I was thinking about my past relationships, and this question came to mind.

Any thoughts?
Re: Question for all. flyaway: ummm, can you run that one past me again?  I'm totally confused.

let me see if I can paraphrase. 

Do you end up missing your former partner quite badly, now that time has passed, because the emotions have cooled off?

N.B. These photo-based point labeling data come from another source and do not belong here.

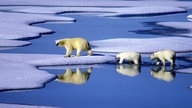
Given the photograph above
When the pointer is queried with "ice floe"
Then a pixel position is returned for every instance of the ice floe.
(104, 11)
(18, 27)
(4, 105)
(179, 25)
(96, 3)
(14, 75)
(19, 71)
(26, 12)
(13, 43)
(147, 45)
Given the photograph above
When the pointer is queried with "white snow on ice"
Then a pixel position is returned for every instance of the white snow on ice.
(3, 105)
(18, 27)
(179, 25)
(12, 28)
(19, 71)
(15, 75)
(147, 45)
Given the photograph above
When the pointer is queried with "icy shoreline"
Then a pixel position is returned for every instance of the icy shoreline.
(16, 23)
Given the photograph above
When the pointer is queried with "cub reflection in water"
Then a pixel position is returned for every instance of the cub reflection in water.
(163, 74)
(128, 70)
(75, 77)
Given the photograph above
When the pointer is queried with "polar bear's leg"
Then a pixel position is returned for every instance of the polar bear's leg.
(68, 52)
(171, 61)
(121, 61)
(136, 61)
(162, 60)
(158, 62)
(90, 52)
(78, 52)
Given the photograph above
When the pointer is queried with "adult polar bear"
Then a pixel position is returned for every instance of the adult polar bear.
(162, 56)
(71, 44)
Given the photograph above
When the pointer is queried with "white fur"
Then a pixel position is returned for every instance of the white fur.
(162, 56)
(131, 56)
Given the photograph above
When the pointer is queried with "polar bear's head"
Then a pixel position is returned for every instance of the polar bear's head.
(118, 56)
(153, 56)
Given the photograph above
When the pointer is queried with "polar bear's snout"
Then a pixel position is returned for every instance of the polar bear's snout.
(57, 42)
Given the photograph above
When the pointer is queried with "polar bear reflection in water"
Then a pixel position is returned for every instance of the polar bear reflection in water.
(134, 70)
(75, 77)
(163, 74)
(128, 70)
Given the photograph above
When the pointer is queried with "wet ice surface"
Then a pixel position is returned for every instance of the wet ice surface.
(26, 66)
(149, 45)
(22, 106)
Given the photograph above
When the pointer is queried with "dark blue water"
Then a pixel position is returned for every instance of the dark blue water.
(105, 87)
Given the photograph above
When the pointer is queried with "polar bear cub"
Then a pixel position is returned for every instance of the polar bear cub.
(71, 44)
(162, 56)
(131, 56)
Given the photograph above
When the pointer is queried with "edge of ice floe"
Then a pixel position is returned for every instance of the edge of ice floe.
(82, 60)
(6, 105)
(135, 44)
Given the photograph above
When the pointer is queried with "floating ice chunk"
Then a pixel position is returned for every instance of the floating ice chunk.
(18, 71)
(3, 105)
(179, 25)
(15, 75)
(19, 25)
(96, 3)
(73, 60)
(53, 60)
(13, 43)
(148, 45)
(123, 11)
(145, 11)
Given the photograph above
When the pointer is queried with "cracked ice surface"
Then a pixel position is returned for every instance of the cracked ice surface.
(3, 105)
(147, 45)
(18, 71)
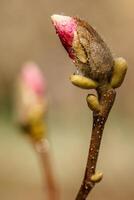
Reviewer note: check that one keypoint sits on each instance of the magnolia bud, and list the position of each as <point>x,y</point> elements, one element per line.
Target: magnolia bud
<point>85,47</point>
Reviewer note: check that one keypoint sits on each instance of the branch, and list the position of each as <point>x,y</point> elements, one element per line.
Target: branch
<point>106,100</point>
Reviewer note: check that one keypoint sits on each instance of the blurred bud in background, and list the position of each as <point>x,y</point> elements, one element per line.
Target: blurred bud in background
<point>31,100</point>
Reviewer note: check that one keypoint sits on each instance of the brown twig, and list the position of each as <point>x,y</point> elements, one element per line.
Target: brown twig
<point>106,100</point>
<point>42,148</point>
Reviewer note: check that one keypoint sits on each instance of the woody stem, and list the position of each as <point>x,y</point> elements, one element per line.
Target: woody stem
<point>106,100</point>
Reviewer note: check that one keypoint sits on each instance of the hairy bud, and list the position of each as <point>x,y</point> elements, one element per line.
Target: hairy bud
<point>86,48</point>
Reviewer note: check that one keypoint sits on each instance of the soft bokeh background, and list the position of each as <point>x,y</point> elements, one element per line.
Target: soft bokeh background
<point>26,33</point>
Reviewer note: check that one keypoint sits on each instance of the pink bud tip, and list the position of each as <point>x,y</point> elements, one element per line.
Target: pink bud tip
<point>33,78</point>
<point>65,27</point>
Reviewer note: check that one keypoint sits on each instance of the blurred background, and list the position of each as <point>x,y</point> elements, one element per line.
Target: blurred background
<point>26,34</point>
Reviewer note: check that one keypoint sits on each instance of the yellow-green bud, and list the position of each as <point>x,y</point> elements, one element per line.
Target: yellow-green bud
<point>83,82</point>
<point>120,69</point>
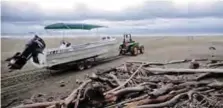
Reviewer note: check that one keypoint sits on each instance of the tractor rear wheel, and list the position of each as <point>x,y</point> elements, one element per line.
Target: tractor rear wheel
<point>134,51</point>
<point>142,50</point>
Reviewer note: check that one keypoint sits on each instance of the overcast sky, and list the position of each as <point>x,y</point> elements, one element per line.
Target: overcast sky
<point>134,16</point>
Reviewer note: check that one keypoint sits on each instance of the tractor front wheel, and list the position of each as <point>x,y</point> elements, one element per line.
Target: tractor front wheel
<point>135,51</point>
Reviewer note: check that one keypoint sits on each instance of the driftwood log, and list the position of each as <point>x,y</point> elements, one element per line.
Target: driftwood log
<point>136,84</point>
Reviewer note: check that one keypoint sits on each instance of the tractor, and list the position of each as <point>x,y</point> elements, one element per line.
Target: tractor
<point>130,46</point>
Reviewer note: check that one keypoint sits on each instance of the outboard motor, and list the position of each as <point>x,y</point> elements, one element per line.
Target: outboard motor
<point>33,48</point>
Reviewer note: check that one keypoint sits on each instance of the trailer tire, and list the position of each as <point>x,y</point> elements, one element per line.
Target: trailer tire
<point>88,64</point>
<point>80,65</point>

if this is the question, my answer is NO.  I don't miss him.  I think I am still in the numb phase, with a bit of rage thrown in once and a while for good measure.  ;)

flyaway

ps.  stop drinking so much coffee, smiley.  :P


ETA:  I'm 19 months out of my last and final separation


Re: Question for all. kimberly: Definately, for me anyway.  I always seem to want something more when it becomes unavailable to me.  It's a really self-destuctive pattern but I can't seem to help it. I have heard that it's common. I truly believe my ego took a bigger blow than my heart when the ex left.  Sure I loved him intensely but my desire for him to come back isn't because I want to be with him...............it's so I can have the chance to dump him, to hurt him like he did me.  I want the ball back in my court and I know it's a totally foolish way to think but....................
Re: Question for all. Mo: I think I have experienced this on both ends.  It is my opinion that yes, the feelings do intensify during those times.  Fearing the unknown and starting over can be overwhelming and it may seem that accepting a bad situation is okay because it is the familiar situation to you.  Make sence?
Re: Question for all. CDNgurl: Hi Smiley - yep...  this is totally the case for me.  I would have denied it first, but as time goes on I can see my bruised ego played a big part in my pain.